The storming of Congress is just the beginning: the US press spoke about the possible collapse of the state
What happened on January 6, 2021 on Capitol Hill may be a harbinger of darker events, because similar situations have already been observed in the history of mankind, writes the American edition of The National Interest.
In ancient Rome, at the time of the declining republic, there were several warring factions. Then they killed each other in the streets and there was a bloody civil war. Mark Tullius Cicero described in detail what was happening, and knowledge of those horrors has survived to this day.
Then something similar happened in Germany in the twentieth century during the Weimar Republic, when the Germans suffered defeat and humiliation after the First World War. It all ended with Hitler's rise to power and the "night of long knives." Then political violence gave rise to cruelty unimaginable in its monstrosity.
The entire second half of 2020 is clear evidence that the collapse of existing norms has occurred in the United States. For decades, people communicated normally with each other, despite political differences. But this came to an end.
The assault on the US Congress building was the logical conclusion of an intermediate stage of political degradation. We can say that we have passed the point of no return, a kind of Rubicon, and have witnessed the possible beginning of the process of the collapse of the American state.

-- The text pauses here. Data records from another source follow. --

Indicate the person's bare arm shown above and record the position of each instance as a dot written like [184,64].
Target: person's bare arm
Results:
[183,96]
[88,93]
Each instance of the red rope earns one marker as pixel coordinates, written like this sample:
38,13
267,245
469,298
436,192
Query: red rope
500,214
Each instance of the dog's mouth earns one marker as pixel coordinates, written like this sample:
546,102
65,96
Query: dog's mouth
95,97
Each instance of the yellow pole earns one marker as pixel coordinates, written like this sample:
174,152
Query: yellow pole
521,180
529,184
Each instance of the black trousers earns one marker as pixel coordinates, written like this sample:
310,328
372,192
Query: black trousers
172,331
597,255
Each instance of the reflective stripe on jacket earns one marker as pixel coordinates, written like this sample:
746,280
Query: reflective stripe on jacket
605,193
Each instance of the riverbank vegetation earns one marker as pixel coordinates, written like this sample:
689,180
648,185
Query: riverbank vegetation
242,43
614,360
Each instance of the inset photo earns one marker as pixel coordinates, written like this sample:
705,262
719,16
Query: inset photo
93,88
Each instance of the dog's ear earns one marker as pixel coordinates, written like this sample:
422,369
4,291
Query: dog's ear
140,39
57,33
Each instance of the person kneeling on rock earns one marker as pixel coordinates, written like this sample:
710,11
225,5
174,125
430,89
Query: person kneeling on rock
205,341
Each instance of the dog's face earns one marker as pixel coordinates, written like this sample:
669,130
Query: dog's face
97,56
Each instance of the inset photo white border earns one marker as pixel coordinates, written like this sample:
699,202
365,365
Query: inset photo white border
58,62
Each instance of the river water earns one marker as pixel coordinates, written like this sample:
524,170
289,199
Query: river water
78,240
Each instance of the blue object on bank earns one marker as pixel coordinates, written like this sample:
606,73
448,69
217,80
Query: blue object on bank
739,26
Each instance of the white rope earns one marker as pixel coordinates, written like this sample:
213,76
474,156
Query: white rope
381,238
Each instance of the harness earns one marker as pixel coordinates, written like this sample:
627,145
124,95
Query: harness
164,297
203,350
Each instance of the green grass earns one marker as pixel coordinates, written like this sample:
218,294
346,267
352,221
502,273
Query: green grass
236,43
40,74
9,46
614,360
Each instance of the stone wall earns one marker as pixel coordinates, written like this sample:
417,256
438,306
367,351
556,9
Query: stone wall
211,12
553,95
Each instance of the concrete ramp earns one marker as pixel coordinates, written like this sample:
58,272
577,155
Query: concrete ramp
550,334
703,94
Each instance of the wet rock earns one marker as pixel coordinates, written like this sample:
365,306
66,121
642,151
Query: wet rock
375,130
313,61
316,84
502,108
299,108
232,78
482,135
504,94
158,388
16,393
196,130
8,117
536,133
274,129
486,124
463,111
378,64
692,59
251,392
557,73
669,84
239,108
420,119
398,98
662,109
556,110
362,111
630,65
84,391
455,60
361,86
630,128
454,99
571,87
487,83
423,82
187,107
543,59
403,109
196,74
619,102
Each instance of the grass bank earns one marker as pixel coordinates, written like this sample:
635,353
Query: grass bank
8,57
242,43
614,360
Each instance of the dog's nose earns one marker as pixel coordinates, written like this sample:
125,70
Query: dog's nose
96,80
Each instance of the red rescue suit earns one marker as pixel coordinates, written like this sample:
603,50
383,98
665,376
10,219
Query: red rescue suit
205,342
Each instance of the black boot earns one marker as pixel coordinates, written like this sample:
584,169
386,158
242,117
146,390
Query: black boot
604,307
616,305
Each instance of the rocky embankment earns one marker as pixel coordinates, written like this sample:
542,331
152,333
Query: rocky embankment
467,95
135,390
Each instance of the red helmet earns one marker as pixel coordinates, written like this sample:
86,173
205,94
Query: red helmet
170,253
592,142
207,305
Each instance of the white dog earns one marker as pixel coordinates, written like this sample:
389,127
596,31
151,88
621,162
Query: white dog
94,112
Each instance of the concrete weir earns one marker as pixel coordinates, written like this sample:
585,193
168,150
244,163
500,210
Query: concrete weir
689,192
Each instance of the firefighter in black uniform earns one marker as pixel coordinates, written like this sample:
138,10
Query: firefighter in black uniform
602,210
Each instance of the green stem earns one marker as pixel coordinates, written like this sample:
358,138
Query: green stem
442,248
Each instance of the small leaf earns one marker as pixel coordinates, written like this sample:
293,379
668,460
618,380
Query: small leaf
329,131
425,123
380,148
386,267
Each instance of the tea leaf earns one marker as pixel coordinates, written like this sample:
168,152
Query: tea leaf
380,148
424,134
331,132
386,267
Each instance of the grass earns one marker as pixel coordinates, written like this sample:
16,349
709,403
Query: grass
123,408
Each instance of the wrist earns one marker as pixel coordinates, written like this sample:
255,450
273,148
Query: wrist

The US now has two choices: either what happened on Capitol Hill will be the last dramatic episode and manifestation of hatred, or the country will repeat the path of the Weimar Republic and violence will become the norm.
Four people were killed, one of them a woman who was shot at point-blank range by a policeman. One of the police officers was also seriously injured and died in hospital. Democrats were quick to accuse Republican President Donald Trump of "inciting," but he condemned the riots and pledged to hand over power on January 20, 2021, when Joe Biden is to be inaugurated.